Virginia’s Democratic Governor Ralph Northam is facing a groundswell of calls for his resignation after it was revealed on Friday night that his medical school yearbook page featured a photograph of two men dressed up in racist blackface and Ku Klux Klan costumes. Northam has, so far, resisted all calls to vacate his office.
Over the course of a series of statements issued late Friday, Northam fessed up to and apologized for his past conduct–and seemingly admitted to being one of the men in the photograph. But not so fast. On Saturday morning, however, Northam began calling Virginia Democrats to insist that he wasn’t actually one of the people in the picture and said that he had been reaching out to old medical school friends in order to find out who those men were.
Virginia Democratic Party Chair Susan Swecker wasn’t having any of those excuses.
“We made the decision to let Governor Northam do the correct thing and resign this morning—we have gotten word he will not do so this morning,” she said on Saturday. “We stand with Democrats across Virginia and the country calling him to immediately resign.”

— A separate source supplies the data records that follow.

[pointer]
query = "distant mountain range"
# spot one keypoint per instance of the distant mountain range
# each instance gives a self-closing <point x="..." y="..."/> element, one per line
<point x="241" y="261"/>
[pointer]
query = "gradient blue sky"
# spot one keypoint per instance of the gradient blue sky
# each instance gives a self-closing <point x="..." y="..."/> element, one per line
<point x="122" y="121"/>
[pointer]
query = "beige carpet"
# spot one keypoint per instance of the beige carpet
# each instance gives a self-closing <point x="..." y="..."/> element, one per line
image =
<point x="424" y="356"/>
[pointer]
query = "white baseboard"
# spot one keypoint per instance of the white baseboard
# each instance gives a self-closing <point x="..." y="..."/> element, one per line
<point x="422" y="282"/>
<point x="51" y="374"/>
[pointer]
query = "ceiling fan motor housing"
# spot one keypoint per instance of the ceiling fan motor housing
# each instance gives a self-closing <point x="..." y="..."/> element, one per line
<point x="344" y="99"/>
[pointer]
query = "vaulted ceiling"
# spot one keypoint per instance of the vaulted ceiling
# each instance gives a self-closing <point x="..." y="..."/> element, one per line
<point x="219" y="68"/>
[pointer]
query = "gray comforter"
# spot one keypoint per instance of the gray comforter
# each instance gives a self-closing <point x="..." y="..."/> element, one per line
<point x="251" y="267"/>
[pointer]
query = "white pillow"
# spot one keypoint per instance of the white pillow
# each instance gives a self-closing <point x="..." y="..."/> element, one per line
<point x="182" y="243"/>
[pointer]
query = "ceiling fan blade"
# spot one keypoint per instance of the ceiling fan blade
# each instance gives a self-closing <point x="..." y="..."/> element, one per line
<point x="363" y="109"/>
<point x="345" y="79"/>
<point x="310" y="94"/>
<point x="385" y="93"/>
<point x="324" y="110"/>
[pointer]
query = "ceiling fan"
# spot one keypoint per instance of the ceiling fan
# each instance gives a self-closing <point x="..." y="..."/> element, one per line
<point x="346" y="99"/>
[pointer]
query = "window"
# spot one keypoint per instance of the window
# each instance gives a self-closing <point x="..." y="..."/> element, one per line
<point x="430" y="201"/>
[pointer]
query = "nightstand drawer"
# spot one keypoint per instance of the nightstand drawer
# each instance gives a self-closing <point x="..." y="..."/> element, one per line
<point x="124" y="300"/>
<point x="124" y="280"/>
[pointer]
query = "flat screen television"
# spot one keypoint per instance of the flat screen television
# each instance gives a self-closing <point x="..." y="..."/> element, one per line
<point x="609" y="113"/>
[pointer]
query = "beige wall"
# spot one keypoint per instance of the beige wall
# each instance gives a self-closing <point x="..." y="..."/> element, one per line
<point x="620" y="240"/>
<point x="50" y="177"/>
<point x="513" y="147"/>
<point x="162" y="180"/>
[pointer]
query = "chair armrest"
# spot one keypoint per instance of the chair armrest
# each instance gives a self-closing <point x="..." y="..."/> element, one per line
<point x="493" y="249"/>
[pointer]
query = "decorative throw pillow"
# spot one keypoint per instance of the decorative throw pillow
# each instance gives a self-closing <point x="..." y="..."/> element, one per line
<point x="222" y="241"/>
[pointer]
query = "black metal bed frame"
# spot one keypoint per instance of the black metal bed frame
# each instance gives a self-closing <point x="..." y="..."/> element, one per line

The Democratic Party of Virginia later issued a full statement disavowing Northam and calling for his immediate resignation.
So, what happens if and/or when Northam realizes he’s fully out of allies and his $175,000-per-year salary just isn’t worth the fever-pitch of condemnation and ridicule?
The law on point here is contained in the Constitution of the Commonwealth of Virginia, Article V, Section 16. This lengthy section reads, in relevant part:
In the case of the removal of the Governor from office or in the case of his disqualification, death, or resignation, the Lieutenant Governor shall become Governor.
That’s fairly straightforward and would mean that Lieutenant Governor Justin Fairfax would assume the role of governor in the event that Northam finally says adios to the Executive Mansion in Richmond. Fairfax is a rising star in Virginia politics. A former Assistant U.S. Attorney and law clerk in the federal court system, Fairfax would also be only the second black governor in Virginia history–after Douglas Wilder was narrowly elected to become Virginia’s first black governor in 1985 (despite polling well above his GOP opponent for almost the entirety of the election contest.)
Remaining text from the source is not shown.